Another question is whether ethical and social frameworks are evolving at the same pace as the therapeutic advances that treat and prolong life with chronic diseases. As survival increases under conditions of medical complexity, we need to reconsider what constitutes successful aging—biologically, clinically, and socially, particularly given the lack of clear and consistent definitions of health and healthspan [10]. From a scientific perspective, we rarely ask whether prolonged survival under a high treatment burden aligns with patients’ values and priorities, even though this question is becoming increasingly central in general practice and geriatric medicine. Policy and research agendas may therefore need to shift from maximizing life span towards optimizing the quality and meaning of the years lived under conditions of medical complexity [11]. But who defines what constitutes “optimized” life years? Ensuring that older adults themselves meaningfully shape research priorities and clinical goals is more important than ever. In some cases, this may require moving beyond a singular focus on prolongation towards a more explicit engagement with patients’ preferences regarding the limits of treatment and the conditions under which life should be allowed to end. Moreover, we may need to reconsider the metrics used to study health and disease. If diagnoses no longer mean the same thing as they once did in terms of experienced disease burden, and if an additional year of survival is associated with a different quality of life than in previous generations, then the outcomes we traditionally measure may need to evolve as well. It is not enough to develop frameworks and guidelines that address the whole-person living with multiple interacting conditions, we must also develop outcome measures capable of capturing this complexity.

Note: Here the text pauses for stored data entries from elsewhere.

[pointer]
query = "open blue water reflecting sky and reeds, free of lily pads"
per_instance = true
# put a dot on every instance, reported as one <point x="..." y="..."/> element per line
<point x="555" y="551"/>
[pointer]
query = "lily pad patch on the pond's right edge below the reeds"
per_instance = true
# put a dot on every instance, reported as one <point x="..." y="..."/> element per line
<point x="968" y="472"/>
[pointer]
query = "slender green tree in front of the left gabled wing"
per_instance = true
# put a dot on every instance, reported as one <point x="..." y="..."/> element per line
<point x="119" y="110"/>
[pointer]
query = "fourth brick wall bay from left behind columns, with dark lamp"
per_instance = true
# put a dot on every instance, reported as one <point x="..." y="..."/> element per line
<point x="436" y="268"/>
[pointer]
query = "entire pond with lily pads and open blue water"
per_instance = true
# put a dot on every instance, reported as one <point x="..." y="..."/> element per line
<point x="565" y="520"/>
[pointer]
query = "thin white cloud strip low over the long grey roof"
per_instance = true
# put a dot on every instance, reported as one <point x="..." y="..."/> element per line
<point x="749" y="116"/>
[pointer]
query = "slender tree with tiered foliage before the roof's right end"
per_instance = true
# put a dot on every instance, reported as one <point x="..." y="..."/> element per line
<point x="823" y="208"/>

At the same time, navigating health in later life will likely become increasingly complex as medical options, treatment strategies, and clinical knowledge continue to expand. Achieving good outcomes will require a careful balance between individual responsibility and system responsibility. Without such balance, individuals with higher education, stronger social networks, or access to informal caregivers may benefit disproportionately compared with those who lack these supporting structures. Without cautious attention to these dynamics, the expanding possibilities of medicine may inadvertently widen inequalities in both longevity and quality of life in old age.

The result of these developments is a fundamentally new landscape of aging. Increasing numbers of individuals now reach advanced ages while living with multiple chronic conditions and long-term treatments. Yet many of the conceptual frameworks used to study aging were developed for a world in which far fewer people survived to such ages, and with less complex disease/medical histories. As longevity continues to increase, a central challenge for aging research will therefore be to redefine what constitutes success in these added years, and to develop frameworks, metrics, and care models that better reflect the biological and lived realities of extreme longevity.